After searching the house of Levon Sargsyan’s son Narek, who owns 20% of the company, authorities reported having found financial documents detailing bank deposits worth $6.8 million under his father and sister’s names.
The Revenue Committee said that neither Levon Sargsyan nor his children could provide a legal explanation for how their income skyrocketed last year. Levon Sargsyan both during that period and now was an ambassador-at-large — a high ranking diplomat — in Armenia’s foreign service.
Serzh Sargsyan’s other brother, Aleksandr (Sashik) Sargsyan, was detained on 25 June, together with his bodyguards, for illegal arms possession, but they were later released when the authorities announced that they did, in fact, have the necessary permits.
On 25 June, Armenian authorities made another high-profile anti-corruption arrest.

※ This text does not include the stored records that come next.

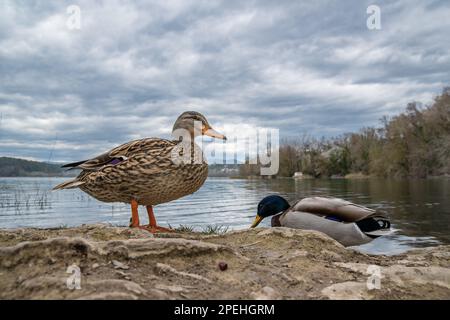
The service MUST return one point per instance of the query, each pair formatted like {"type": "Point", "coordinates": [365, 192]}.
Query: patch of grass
{"type": "Point", "coordinates": [209, 229]}
{"type": "Point", "coordinates": [183, 229]}
{"type": "Point", "coordinates": [214, 229]}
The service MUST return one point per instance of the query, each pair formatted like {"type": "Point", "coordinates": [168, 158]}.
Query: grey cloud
{"type": "Point", "coordinates": [300, 66]}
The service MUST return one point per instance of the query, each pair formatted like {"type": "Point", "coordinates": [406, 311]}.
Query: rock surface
{"type": "Point", "coordinates": [275, 263]}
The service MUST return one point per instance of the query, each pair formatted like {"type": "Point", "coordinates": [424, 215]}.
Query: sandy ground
{"type": "Point", "coordinates": [275, 263]}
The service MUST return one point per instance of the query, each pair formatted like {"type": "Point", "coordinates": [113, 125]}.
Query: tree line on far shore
{"type": "Point", "coordinates": [415, 143]}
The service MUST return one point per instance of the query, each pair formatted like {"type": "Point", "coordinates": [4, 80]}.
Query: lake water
{"type": "Point", "coordinates": [419, 209]}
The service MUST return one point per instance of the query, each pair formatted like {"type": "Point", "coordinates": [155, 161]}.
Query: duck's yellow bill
{"type": "Point", "coordinates": [258, 219]}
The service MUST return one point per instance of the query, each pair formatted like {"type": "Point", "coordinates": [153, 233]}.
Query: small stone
{"type": "Point", "coordinates": [119, 265]}
{"type": "Point", "coordinates": [266, 293]}
{"type": "Point", "coordinates": [223, 266]}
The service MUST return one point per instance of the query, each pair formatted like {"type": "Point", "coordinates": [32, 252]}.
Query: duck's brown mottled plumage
{"type": "Point", "coordinates": [147, 174]}
{"type": "Point", "coordinates": [143, 170]}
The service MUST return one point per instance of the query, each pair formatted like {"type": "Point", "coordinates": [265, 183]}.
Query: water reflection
{"type": "Point", "coordinates": [419, 209]}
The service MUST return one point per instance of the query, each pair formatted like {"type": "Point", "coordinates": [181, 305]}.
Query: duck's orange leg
{"type": "Point", "coordinates": [134, 214]}
{"type": "Point", "coordinates": [152, 226]}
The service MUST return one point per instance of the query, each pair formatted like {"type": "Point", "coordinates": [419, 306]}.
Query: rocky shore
{"type": "Point", "coordinates": [106, 262]}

The National Security Service apprehended the former chief of the ex-president’s security detail, general Vachagan Ghazaryan after he withdrew more than $1 million in cash from a bank in Yerevan. The authorities said Ghazaryan intended to later withdraw more money from another bank in Yerevan.
According to the Security Service, Ghazaryan failed to declare the money, saying he ‘forgot’ to do so, and failed to explain where the money came from following his arrest. Ghazaryan is the first person to be charged with illicit enrichment since the introduction of the law in 2017.

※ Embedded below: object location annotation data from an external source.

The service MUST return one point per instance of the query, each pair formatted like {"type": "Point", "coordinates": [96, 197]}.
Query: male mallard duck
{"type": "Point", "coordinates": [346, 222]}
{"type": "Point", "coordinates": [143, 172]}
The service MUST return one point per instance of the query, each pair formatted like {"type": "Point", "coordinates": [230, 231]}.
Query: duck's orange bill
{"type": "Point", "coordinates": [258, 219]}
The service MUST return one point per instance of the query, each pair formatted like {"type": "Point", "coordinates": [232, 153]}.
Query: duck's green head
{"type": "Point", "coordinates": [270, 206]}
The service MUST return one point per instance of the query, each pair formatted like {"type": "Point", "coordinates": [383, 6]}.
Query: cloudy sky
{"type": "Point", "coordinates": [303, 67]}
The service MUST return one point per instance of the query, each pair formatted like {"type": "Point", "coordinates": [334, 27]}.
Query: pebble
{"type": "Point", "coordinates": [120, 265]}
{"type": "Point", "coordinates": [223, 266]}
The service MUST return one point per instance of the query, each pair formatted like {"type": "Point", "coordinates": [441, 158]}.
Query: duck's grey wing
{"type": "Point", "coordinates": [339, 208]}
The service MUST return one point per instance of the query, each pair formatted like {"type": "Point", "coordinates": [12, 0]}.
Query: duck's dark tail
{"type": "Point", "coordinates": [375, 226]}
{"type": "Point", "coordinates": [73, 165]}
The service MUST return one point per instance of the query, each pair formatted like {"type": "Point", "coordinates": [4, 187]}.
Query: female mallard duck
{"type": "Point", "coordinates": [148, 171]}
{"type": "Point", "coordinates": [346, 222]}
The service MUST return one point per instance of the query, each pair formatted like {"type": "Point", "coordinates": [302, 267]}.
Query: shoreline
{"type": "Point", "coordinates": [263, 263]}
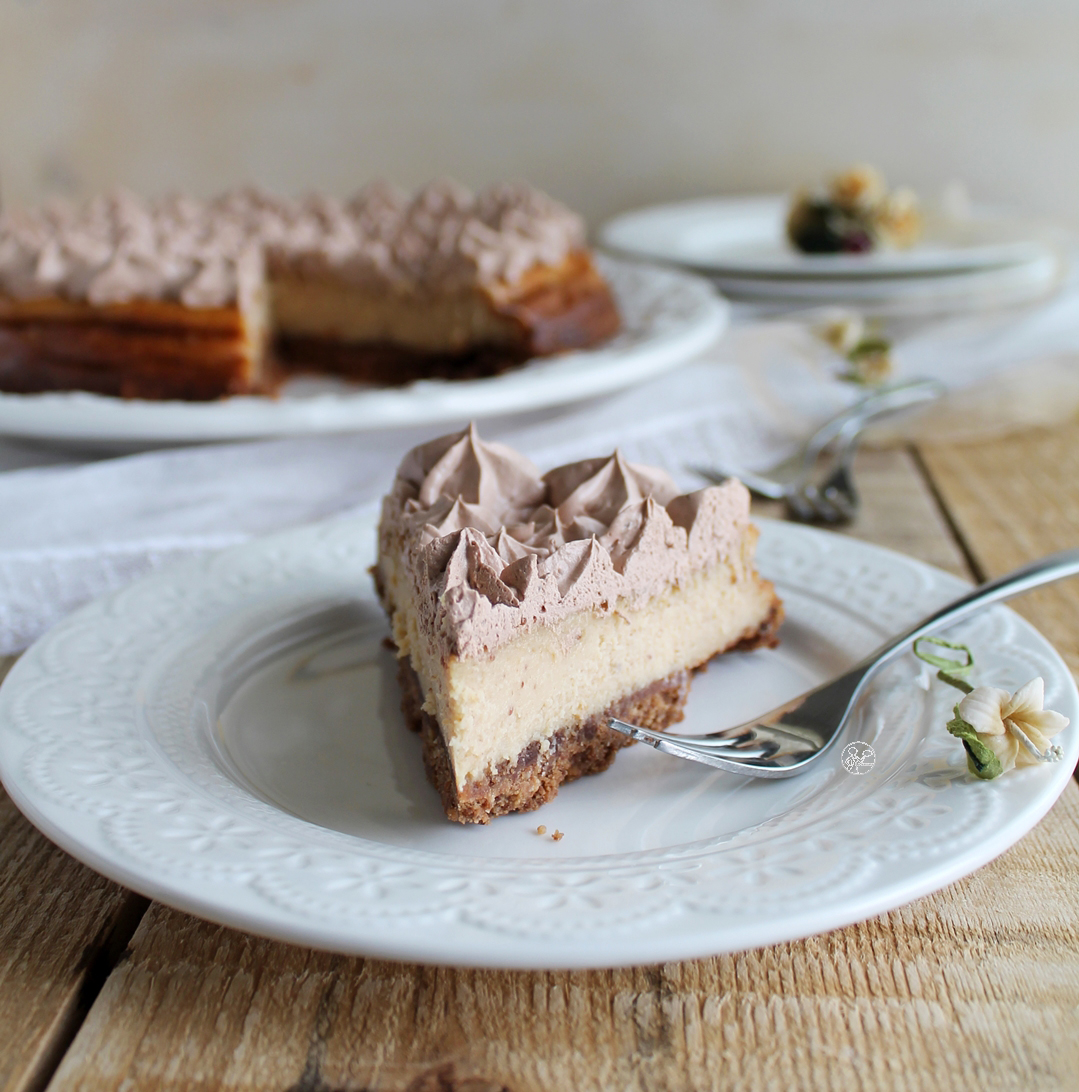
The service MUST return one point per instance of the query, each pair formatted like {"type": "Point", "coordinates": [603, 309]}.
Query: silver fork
{"type": "Point", "coordinates": [842, 430]}
{"type": "Point", "coordinates": [791, 738]}
{"type": "Point", "coordinates": [833, 500]}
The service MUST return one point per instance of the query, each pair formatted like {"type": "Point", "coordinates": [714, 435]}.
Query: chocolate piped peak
{"type": "Point", "coordinates": [490, 548]}
{"type": "Point", "coordinates": [120, 247]}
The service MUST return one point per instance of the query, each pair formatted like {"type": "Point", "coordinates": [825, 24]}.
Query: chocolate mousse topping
{"type": "Point", "coordinates": [494, 548]}
{"type": "Point", "coordinates": [120, 248]}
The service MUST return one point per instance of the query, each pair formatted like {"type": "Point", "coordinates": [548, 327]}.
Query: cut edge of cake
{"type": "Point", "coordinates": [198, 300]}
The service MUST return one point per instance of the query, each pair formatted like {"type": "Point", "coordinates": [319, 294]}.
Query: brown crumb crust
{"type": "Point", "coordinates": [534, 779]}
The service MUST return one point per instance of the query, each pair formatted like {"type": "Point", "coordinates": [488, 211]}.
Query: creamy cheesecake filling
{"type": "Point", "coordinates": [331, 308]}
{"type": "Point", "coordinates": [556, 677]}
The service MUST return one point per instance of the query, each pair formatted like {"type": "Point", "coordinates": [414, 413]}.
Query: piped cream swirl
{"type": "Point", "coordinates": [120, 248]}
{"type": "Point", "coordinates": [490, 546]}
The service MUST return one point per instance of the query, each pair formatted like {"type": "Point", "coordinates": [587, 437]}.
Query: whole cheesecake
{"type": "Point", "coordinates": [189, 299]}
{"type": "Point", "coordinates": [526, 609]}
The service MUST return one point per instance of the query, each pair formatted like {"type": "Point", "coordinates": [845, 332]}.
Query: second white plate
{"type": "Point", "coordinates": [225, 736]}
{"type": "Point", "coordinates": [744, 237]}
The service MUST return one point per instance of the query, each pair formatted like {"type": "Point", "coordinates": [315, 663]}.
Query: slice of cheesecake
{"type": "Point", "coordinates": [529, 608]}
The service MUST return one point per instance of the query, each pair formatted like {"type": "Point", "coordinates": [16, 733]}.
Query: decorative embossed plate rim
{"type": "Point", "coordinates": [670, 316]}
{"type": "Point", "coordinates": [99, 747]}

The authorities under Nikol Pashinyan have conducted a large-scale anti-corruption campaign with a number of high-profile arrests since he came to power. Pashinyan replaced Serzh Sargsyan as prime minister after weeks of street protests forced Sargsyan’s Republican Party from power.
Artak Manukyan, the Prime Minister’s advisor on economic issues, claimed that as a result of the anti-corruption campaign, ֏18 billion ($37 million) have been returned to the state budget.

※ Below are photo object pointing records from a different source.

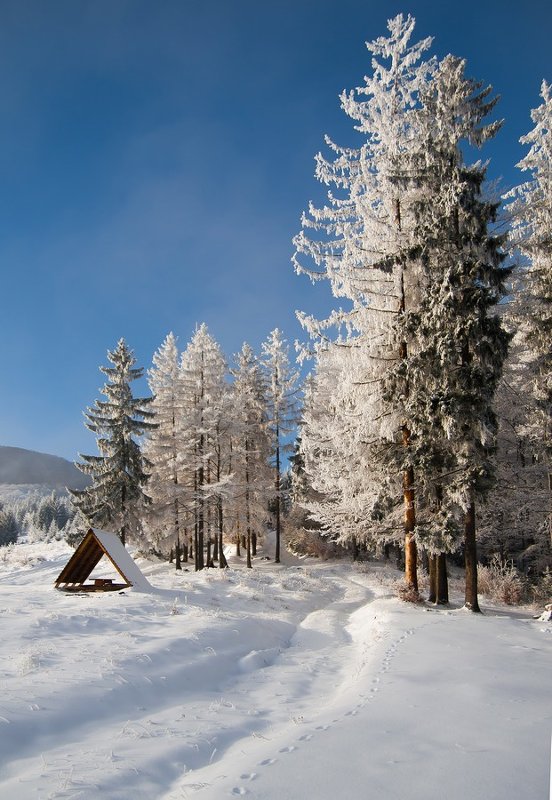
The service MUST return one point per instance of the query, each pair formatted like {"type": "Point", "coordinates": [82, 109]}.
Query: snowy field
{"type": "Point", "coordinates": [309, 680]}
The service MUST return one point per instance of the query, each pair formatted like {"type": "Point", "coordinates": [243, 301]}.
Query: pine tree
{"type": "Point", "coordinates": [282, 411]}
{"type": "Point", "coordinates": [531, 210]}
{"type": "Point", "coordinates": [116, 497]}
{"type": "Point", "coordinates": [164, 448]}
{"type": "Point", "coordinates": [459, 343]}
{"type": "Point", "coordinates": [203, 370]}
{"type": "Point", "coordinates": [250, 482]}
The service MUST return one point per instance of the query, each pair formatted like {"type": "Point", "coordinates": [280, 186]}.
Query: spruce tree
{"type": "Point", "coordinates": [205, 391]}
{"type": "Point", "coordinates": [116, 497]}
{"type": "Point", "coordinates": [250, 483]}
{"type": "Point", "coordinates": [459, 343]}
{"type": "Point", "coordinates": [282, 413]}
{"type": "Point", "coordinates": [164, 448]}
{"type": "Point", "coordinates": [361, 239]}
{"type": "Point", "coordinates": [531, 209]}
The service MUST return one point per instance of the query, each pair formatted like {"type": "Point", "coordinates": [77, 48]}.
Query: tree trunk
{"type": "Point", "coordinates": [277, 487]}
{"type": "Point", "coordinates": [470, 560]}
{"type": "Point", "coordinates": [354, 545]}
{"type": "Point", "coordinates": [432, 564]}
{"type": "Point", "coordinates": [410, 549]}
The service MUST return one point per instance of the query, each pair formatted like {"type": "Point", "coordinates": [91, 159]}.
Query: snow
{"type": "Point", "coordinates": [284, 682]}
{"type": "Point", "coordinates": [121, 559]}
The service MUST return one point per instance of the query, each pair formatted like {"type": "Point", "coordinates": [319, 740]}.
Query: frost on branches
{"type": "Point", "coordinates": [116, 498]}
{"type": "Point", "coordinates": [282, 402]}
{"type": "Point", "coordinates": [406, 239]}
{"type": "Point", "coordinates": [531, 210]}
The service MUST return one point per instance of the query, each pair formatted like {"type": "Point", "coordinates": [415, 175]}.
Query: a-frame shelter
{"type": "Point", "coordinates": [95, 545]}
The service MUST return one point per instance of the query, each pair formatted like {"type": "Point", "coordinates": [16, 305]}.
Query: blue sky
{"type": "Point", "coordinates": [155, 158]}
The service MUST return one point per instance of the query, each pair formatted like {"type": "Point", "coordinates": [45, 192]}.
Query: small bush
{"type": "Point", "coordinates": [542, 590]}
{"type": "Point", "coordinates": [501, 581]}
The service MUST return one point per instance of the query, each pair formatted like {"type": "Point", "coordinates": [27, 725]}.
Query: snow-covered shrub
{"type": "Point", "coordinates": [501, 581]}
{"type": "Point", "coordinates": [542, 591]}
{"type": "Point", "coordinates": [407, 593]}
{"type": "Point", "coordinates": [305, 542]}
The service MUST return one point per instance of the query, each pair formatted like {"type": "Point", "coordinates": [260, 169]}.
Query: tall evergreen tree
{"type": "Point", "coordinates": [531, 209]}
{"type": "Point", "coordinates": [282, 412]}
{"type": "Point", "coordinates": [116, 497]}
{"type": "Point", "coordinates": [251, 484]}
{"type": "Point", "coordinates": [203, 370]}
{"type": "Point", "coordinates": [164, 448]}
{"type": "Point", "coordinates": [459, 342]}
{"type": "Point", "coordinates": [362, 237]}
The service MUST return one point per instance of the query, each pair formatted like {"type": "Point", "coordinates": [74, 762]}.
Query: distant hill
{"type": "Point", "coordinates": [19, 466]}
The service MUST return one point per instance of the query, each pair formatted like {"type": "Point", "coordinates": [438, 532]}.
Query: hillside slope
{"type": "Point", "coordinates": [19, 466]}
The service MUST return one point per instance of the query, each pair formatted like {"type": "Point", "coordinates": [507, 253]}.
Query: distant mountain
{"type": "Point", "coordinates": [19, 466]}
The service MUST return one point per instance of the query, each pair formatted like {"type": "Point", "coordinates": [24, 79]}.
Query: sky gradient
{"type": "Point", "coordinates": [155, 159]}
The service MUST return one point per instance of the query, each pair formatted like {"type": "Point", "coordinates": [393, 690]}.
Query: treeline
{"type": "Point", "coordinates": [37, 518]}
{"type": "Point", "coordinates": [427, 417]}
{"type": "Point", "coordinates": [200, 462]}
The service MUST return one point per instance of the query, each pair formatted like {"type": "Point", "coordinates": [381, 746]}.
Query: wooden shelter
{"type": "Point", "coordinates": [95, 545]}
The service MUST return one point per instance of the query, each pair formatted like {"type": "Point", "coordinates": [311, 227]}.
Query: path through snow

In a 26 June meeting with law enforcement agencies, Pashinyan underlined that it was important to adhere ‘to lawfulness and the respect for human rights’ so that there would be no doubts that his government’s crackdown on corruption was politically motivated.
During his speech at the centennial anniversary of the Prosecutor's office of the Republic of Armenia, Pashinyan reiterated that those 'found guilty must be held responsible, and their conviction must be adequate, lawful, and just’, while the rights of those accused must be protected in court.
On 16 June Vagharshapat Mayor Karen Grigoryan resigned amidst protests over allegations of corruption. His resignation followed the arrest of his father Manvel Grigoryan, a veteran general and the head of army volunteers union Yerkrapah. On 23 June, he was charged with gross embezzlement.
Footage released of the raids on Manvel Grigoryan’s properties, showing his wealth as well as dozens of weapons and army supplies he allegedly misappropriated, shocked the Armenian public. On 20 June, his wife Nazik Amiryan was also arrested on charges of illegally obtaining and possessing a large stock of arms.
Both father and son were affiliated with the formerly ruling Republican Party of Armenia.